You can request penalty abatement for the most common penalties using four reasons:

1. Statutory exception: proving a specific authoritative exclusion to the penalty

Statutory exceptions are uncommon and are easily explained to the IRS, mostly at tax filing. Examples include disaster relief or combat zone relief.

2. IRS error: documenting that the error was the result of reliance on IRS advice

This penalty relief argument is typically unsuccessful and isn’t used much. You need to have documented erroneous advice from the IRS that you reasonably relied on, and the IRS doesn’t put tax advice in writing very often. The Internal Revenue Manual also states that the IRS allows penalty relief based on erroneous oral advice, but this is not seen much in practice.
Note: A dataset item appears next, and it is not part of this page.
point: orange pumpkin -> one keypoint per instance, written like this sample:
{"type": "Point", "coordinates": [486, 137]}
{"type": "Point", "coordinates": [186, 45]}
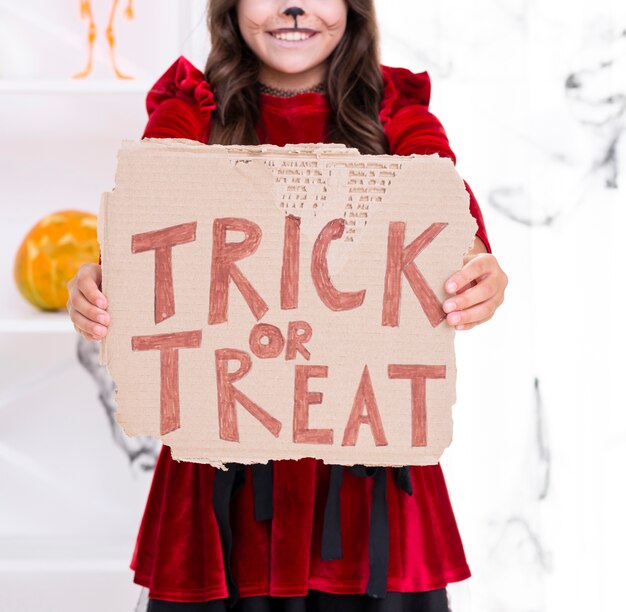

3. Reasonable cause: providing a valid reason that you couldn’t comply based on your facts and circumstances

People argue all the time that they followed erroneous guidance of their tax software or tax professional. This type of argument falls under reasonable cause.

To successfully present a reasonable cause argument for late filing and payment, you must demonstrate that you exercised ordinary business care and prudence but couldn’t comply. You must also demonstrate that your noncompliance was not due to willful neglect.

Most people haven’t been successful with reasonable cause arguments before the IRS, especially in court. In fact, most determinations never get to court – they are administrative determinations made by the IRS.

To be successful in reasonable cause determinations, you’ll need to make sure that the IRS considers all your facts and circumstances. If you get a penalty abatement denial letter that doesn’t address all the facts and arguments presented in your request, you should request an appeal of the determination.

4. Administrative waiver: taking advantage of a provision that facilitates effective tax administration

Under certain conditions the IRS will provide administrative relief from penalties. The most widely available administrative waiver is first-time penalty abatement (FTA).

You can use the FTA to abate the failure to file, failure to pay, and failure to deposit penalties for one tax period if you’ve had a clean compliance history for the past three years. You can use FTA for penalties on Form 1040, Form 1120, and payroll and pass-through entities.

FTA is the easiest of all penalty relief options. You can request one by calling the toll-free number on your IRS notice. Additionally, you can have your tax professional can call the dedicated tax pro hotline or compliance unit (if applicable) to request FTA for any penalty amount.